I also really dislike using paper patterns–they slip and slide everywhere, and I hate trying to keep track of “match dot A to notch B” kinds of things, and nothing ever matches up right when I try to do it. (Well, that’s not quite true–I can get them to work, but I don’t have any fun doing it, and if I hate doing it, what’s the point? Making my own clothes isn’t that green that it’s worth making myself miserable over it.)
Fortunately I’ve found a few patterns I can make over and over again, and they are really easy to do and have sort of become wardrobe staples. I blogged over the winter about my Easy Flannel Nightgown pattern (not really mine, actually),which is basically a Renaissance-faire-type chemise made out of cozy flannel–make it out of lightweight cotton or linen, shorten the sleeves, and bingo, there’s a spring nightgown. Reduce the amount of fabric in the bodice–maybe only 10-15 inches around larger than your own bust; you’ll still want a little poofiness–and shorten it to waist-length and it’s a very nice non-bulky peasant-type blouse. (Or you could leave it longer, a la chemise, and have a built-in slip for whatever skirt you’re wearing it under!)
And speaking of skirts–full summer skirts are almost no-brainers. Find cute fabric, sew a tube, put some elastic in the top, hem the bottom, and that’s about it. If you want one that’s really full, you may want to look for a circle skirt pattern or try a three-tiered skirt. (These are fun to wear but sort of a pain to make, IMO. For the circle you have to hem on a curve, and the three-tier involves a lot of gathering, which I hate. ) Or you can look here for all kinds of skirt–and other clothing–patterns. Most pretty easy, most without a pinnable paper pattern really needed.
My absolute favorite purchased pattern actually came from my maternity dress days, when I also lived in that optomistic dreamland wherein I thought I’d have time to sew myself some lovely nursing clothes. That never happened. (At some point I did convert a couple nursing t-shirts, which served very well, but that’s as far as it got.) But during that time I bought the Elizabeth Lee Patterns #302–which is a FANTASTIC and versatile easy dress pattern. So far I think I’ve made about 7 of them, all different in some way. I had three maternity dresses from this pattern (angled the front piece out a good bit from the belly), my black “formal” is matte jersey with a wide sash, and I have 3 more just for basic summertime “need to look decent” wear. Plus I was able to easily alter two of the maternity ones back for normal wear. (The third was the one I was wearing when I actually went into labor, and I discovered that I had no desire to ever wear that dress again in any form, because it always threw me back to a fairly uncomfortable afternoon and evening! Besides, it was really really huge, month 8 sized, and would have needed serious alteration.)

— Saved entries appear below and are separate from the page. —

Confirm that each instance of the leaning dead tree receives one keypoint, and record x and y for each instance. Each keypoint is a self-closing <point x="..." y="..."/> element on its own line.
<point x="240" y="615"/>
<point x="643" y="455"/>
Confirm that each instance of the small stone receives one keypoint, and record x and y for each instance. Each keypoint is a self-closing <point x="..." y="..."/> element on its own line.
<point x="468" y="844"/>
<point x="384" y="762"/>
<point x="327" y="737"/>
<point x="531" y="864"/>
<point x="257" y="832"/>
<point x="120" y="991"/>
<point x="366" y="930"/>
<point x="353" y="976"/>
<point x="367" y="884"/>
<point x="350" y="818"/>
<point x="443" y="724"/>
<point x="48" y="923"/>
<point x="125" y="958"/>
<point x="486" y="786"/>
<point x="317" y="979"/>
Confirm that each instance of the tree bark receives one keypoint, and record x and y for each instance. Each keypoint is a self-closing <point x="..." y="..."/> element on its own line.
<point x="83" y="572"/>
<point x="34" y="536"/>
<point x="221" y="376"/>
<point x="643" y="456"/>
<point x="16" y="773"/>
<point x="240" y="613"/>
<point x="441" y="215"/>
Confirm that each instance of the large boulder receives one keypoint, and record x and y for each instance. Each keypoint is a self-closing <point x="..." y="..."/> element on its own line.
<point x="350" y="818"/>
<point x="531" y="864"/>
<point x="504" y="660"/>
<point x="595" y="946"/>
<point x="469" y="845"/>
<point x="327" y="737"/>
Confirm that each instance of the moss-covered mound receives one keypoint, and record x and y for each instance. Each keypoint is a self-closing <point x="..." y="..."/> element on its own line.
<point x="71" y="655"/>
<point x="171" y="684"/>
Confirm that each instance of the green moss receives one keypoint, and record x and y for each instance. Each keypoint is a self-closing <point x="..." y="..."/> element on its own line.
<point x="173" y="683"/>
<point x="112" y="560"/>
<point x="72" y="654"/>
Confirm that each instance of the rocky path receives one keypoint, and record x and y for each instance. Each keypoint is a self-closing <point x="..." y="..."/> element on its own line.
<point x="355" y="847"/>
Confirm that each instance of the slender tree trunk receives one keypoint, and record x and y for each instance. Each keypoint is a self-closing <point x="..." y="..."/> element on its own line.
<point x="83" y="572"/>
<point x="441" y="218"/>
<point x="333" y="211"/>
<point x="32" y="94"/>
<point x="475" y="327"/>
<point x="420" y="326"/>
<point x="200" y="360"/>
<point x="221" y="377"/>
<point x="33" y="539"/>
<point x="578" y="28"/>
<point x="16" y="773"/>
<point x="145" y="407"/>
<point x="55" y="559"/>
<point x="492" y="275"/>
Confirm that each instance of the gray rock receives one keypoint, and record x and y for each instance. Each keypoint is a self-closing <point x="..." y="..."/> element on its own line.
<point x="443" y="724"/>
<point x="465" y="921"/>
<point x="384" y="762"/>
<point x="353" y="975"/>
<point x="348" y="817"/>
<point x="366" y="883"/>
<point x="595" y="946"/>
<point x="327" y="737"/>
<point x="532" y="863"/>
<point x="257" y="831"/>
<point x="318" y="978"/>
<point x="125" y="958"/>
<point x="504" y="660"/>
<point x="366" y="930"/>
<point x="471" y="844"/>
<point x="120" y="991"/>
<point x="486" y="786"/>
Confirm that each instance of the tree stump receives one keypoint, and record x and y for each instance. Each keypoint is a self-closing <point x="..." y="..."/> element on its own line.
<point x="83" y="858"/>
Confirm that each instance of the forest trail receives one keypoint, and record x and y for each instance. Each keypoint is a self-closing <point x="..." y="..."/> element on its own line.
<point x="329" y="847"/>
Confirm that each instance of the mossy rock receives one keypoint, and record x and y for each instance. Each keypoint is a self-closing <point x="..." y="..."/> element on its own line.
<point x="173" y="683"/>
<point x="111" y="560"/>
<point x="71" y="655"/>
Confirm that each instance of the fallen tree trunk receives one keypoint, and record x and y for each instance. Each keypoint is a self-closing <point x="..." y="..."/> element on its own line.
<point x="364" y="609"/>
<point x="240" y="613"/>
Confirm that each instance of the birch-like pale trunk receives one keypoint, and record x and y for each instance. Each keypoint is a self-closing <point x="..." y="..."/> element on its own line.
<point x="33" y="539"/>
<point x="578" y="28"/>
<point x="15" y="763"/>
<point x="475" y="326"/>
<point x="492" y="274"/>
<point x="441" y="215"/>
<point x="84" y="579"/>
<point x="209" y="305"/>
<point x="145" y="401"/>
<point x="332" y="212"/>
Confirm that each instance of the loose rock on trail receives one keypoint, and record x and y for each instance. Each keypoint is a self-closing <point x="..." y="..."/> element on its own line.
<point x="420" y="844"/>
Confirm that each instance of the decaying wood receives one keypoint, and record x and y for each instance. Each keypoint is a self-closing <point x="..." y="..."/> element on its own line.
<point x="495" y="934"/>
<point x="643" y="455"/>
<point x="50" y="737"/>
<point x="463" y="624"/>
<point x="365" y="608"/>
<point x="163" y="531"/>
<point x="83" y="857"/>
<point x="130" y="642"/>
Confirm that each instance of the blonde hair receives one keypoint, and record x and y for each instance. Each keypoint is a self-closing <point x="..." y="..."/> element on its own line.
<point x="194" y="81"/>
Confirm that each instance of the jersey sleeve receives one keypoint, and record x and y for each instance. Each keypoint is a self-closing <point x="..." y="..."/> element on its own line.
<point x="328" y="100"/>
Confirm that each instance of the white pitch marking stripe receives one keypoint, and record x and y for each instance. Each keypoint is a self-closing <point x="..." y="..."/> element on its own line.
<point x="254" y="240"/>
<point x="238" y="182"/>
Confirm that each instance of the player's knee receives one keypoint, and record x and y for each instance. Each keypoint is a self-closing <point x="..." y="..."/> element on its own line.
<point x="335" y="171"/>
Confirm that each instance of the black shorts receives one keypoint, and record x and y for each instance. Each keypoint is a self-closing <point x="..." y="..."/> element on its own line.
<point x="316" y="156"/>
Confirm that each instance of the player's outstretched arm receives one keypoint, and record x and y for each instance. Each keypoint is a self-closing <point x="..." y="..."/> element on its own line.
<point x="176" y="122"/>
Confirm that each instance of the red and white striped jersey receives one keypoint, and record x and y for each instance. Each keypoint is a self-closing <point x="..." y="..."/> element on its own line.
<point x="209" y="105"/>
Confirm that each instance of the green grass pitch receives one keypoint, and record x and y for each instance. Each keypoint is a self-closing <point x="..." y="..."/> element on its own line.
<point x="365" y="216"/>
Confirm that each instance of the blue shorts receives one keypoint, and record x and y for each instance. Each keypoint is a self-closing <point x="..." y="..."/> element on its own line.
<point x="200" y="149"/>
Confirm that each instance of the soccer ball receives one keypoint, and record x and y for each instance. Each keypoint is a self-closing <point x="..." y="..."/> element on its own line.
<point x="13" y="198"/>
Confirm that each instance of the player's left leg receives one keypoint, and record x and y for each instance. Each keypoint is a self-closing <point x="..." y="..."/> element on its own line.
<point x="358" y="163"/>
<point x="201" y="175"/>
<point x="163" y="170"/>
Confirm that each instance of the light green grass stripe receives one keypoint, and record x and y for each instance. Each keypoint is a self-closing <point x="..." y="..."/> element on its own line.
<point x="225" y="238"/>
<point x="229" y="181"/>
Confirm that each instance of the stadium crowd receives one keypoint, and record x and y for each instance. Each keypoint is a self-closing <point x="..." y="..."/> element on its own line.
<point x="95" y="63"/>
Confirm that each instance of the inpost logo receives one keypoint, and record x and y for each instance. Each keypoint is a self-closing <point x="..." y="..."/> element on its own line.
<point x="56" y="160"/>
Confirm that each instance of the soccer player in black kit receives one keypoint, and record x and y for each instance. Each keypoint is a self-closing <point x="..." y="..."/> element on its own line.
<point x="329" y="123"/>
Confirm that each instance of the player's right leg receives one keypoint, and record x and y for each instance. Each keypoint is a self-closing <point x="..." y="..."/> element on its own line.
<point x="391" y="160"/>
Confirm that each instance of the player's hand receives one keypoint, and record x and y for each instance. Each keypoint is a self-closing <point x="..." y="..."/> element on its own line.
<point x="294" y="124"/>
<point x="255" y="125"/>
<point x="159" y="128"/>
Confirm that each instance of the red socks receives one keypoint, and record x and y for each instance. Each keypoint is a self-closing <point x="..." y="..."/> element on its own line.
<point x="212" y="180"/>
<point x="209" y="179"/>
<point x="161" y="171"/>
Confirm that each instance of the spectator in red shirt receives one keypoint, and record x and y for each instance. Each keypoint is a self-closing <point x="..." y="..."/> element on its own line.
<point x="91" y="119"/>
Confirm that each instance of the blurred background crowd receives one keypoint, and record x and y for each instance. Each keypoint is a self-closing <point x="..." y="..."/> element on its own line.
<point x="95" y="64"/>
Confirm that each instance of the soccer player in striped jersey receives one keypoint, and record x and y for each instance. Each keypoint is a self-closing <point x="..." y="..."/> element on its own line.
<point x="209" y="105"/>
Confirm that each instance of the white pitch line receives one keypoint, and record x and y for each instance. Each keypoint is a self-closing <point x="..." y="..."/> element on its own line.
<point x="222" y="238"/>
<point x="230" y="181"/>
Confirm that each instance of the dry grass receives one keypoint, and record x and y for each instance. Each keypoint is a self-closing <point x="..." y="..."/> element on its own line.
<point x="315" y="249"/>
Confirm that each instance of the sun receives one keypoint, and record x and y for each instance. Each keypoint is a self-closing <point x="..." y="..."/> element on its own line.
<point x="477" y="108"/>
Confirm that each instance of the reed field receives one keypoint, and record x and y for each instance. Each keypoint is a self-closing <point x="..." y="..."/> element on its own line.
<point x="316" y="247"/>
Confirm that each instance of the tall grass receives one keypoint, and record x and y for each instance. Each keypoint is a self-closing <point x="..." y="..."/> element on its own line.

This is a fabulous pattern. If you make it out of a knit, you don’t even have to face the sleeves and neck, you just turn under and do a little hem. Two seams up the sides, back ties. Incredibly forgiving to almost any figure shape or size, can be casual or formal completely depending on what fabric you use. I balked at first at the idea of spending $14 on a pattern when Simplicity ones go on sale for $1.99 every couple of months, but I have about 20 conventional $1.99 patterns I’ve never actually even used, and I’ve used the Elizabeth Lee 7 times. You do the math.
Then there’s this one, which I just discovered: the One Hour Dress. It’s available from a whole bunch of places as a downloadable e-book kind of thing, but as far as I’m concerned there’s absolutely no purpose to spend upwards of $15 on it from most of the sites that come up first in the Google searches when you can get it for $5 at Emailed Vintage Patterns. (Cute site! I wish they had more patterns, though…) It’s sort of a simple twenties-style dress, with drop-waist, and almost infinitely variable, and it looks like it’ll be very cute and easy to make. And fairly figure-forgiving, especially if I put a wide sash in exactly the place where my belly would otherwise want to bulge a bit. And my daughter, who actually is tall and thin (as opposed to me, since I’m tall and not-so-thin), would look adorable in one of these…
I honestly have no idea if I’ll have time for any of this…but I really want to try. I’m so sick of winter, and I’m sick of shuffling my fabric hoard around, and I want to make something!